Comparative genomic analysis of necrophagous and parasitic subspecies of Lucilia cuprina (Diptera: Calliphoridae) provides important insights into their divergent biologies

Authors: KAPOOR, SHILPA - University Of Melbourne; Hickner, Paul; DICKEY, ALLISON - North Carolina State University; BAILEY, EZRA - North Carolina State University; BALDASSIO DE PAULA, LETICIA - Universidad De Sao Paulo; BELIKOFF, ESTHER - North Carolina State University; DAVIS, REBECCA - North Carolina State University; TANDONNET, SOPHIE - University Of Barcelona; CANETTIERI, CAROLINA - Universidade De Sao Paulo; BERTONE, MATTHEW - North Carolina State University; ANSTEAD, CLARE - University Of Melbourne; SCOTT, MAXWELL - North Carolina State University

Submitted to: International Journal for Parasitology
Publication Type: Peer Reviewed Journal
Publication Acceptance Date: 6/15/2025
Publication Date: 6/18/2025
Citation: Kapoor, S., Hickner, P.V., Dickey, A.N., Bailey, E.M., Baldassio De Paula, L.C., Belikoff, E.J., Davis, R.J., Tandonnet, S., Canettieri, C.K., Bertone, M.A., Anstead, C.A., Scott, M.J. 2025. Comparative genomic analysis of necrophagous and parasitic subspecies of Lucilia cuprina (Diptera: Calliphoridae) provides important insights into their divergent biologies. International Journal for Parasitology. https://doi.org/10.1016/j.ijpara.2025.06.001.
DOI: https://doi.org/10.1016/j.ijpara.2025.06.001

Interpretive Summary: The Australia sheep blow fly can be divided into two subspecies, each with different feeding habits. The parasitic form is an important parasite of sheep in Australia, while the saprophytic form feeds on carrion and garbage. We produced an improved genome assembly for the parasitic form, and a new genome assembly for saprophytic form. We then compared these two assemblies to identify genes associated with a parasitic lifestyle. Though both species had a similar number of genes, we identified several genes specific to only one form. Gene mutations linked to diazinon resistance were exclusively observed in the parasitic form, while malathion resistance was detected in both subspecies. The parasitic form has more genes associated with sensory perception of smell and taste than the carrion feeder. Additionally, we identified genes with accelerated evolutionary rates in each subspecies, which may underlie their distinct feeding behaviors. Phylogenetic analysis confirmed the close relationship between both forms, with the common green bottle fly as their closest relative. This work improves our understanding of the evolutionary adaptations in this important species of blow fly.

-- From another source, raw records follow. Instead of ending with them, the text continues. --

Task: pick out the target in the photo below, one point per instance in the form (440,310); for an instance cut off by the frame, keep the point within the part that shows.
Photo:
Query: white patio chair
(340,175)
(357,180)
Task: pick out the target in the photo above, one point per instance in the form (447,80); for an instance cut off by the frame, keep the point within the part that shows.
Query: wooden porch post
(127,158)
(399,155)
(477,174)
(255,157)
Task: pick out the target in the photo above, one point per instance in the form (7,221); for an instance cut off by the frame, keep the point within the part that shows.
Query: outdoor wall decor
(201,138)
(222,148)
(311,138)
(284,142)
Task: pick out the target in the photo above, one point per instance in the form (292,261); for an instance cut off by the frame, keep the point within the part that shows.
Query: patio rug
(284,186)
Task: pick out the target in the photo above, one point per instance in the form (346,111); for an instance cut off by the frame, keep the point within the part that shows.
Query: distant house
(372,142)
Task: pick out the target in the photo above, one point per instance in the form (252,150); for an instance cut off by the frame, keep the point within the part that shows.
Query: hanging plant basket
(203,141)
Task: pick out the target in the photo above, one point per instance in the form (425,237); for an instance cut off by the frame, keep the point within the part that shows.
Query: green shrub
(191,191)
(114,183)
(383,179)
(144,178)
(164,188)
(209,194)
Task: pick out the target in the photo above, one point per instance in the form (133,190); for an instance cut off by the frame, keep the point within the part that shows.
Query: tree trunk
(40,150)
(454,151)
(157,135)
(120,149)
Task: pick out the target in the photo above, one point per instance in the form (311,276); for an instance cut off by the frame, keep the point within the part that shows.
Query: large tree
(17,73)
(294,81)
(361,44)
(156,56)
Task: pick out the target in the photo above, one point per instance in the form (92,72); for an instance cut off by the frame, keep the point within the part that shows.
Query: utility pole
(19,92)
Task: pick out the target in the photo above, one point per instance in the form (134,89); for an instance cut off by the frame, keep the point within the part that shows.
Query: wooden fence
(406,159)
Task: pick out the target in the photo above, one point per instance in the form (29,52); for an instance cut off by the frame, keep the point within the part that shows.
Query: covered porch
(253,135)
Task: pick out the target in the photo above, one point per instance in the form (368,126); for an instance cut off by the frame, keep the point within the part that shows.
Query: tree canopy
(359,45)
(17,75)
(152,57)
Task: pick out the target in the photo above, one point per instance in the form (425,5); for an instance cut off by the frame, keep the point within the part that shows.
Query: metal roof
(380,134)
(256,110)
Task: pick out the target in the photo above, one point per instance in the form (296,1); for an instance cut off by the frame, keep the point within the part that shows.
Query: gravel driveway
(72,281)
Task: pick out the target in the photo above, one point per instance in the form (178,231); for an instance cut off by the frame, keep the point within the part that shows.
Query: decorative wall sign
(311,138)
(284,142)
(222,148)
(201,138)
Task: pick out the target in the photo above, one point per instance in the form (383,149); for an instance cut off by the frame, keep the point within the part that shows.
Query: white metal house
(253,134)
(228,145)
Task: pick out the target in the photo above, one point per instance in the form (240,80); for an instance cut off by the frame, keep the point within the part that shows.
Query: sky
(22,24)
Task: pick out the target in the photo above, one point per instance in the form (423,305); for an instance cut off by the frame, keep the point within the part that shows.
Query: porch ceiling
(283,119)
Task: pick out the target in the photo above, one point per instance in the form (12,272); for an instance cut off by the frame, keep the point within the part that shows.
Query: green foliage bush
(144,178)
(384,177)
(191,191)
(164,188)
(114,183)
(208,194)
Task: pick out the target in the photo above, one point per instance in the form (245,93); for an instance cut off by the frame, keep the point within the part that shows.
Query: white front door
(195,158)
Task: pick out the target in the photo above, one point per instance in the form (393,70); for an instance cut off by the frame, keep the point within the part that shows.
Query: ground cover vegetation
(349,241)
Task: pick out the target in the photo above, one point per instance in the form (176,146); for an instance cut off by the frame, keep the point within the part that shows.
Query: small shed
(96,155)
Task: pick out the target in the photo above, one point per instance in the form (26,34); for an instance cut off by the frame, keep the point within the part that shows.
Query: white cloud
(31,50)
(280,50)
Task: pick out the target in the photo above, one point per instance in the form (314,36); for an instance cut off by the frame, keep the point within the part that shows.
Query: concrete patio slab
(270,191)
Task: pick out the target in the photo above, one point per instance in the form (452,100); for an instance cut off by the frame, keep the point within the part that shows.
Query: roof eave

Technical Abstract: Lucilia cuprina, a species of blowfly, consists of two recognized subspecies: L. cuprina cuprina and L. cuprina dorsalis. In Australia, L. c. dorsalis is predominantly found in rural areas and is the primary causative agent of sheep myiasis (flystrike), while L. c. cuprina is not a significant pest of livestock in the Americas or elsewhere. Here, we present a chromosome-scale genome assembly for L. c. cuprina and an improved assembly for L. c. dorsalis, enabling comparative genomic analysis between these subspecies. While both genomes share a similar gene content, species-specific genes were identified, which may contribute to their divergent ecological roles. Phylogenetic analyses using anchored hybrid enrichment of genomic DNA and whole genomes reaffirm the close relationship between L. c. cuprina and L. c. dorsalis and position L. sericata as their sister species. Gene mutations linked to diazinon resistance were exclusively observed in L. c. dorsalis, while malathion resistance was detected in both subspecies. Additionally, we identified genes with accelerated evolutionary rates in each subspecies, which may underlie their distinct feeding behaviours—necrophagy in L. c. cuprina and parasitism in L. c. dorsalis. We also conducted a detailed analysis of chemosensory genes, revealing that L. c. dorsalis possesses slightly larger repertoires of all four chemosensory gene families analysed. In comparison to Drosophila melanogaster, both subspecies exhibit an expanded gustatory receptor clade. Our findings provide valuable insights into the genetic factors underpinning parasitism and pesticide resistance and provide a valuable genetic resource for future research endeavours, including the development of engineered strains aimed at genetic biocontrol strategies. This work enhances our understanding of the evolutionary adaptations for this important blowfly species.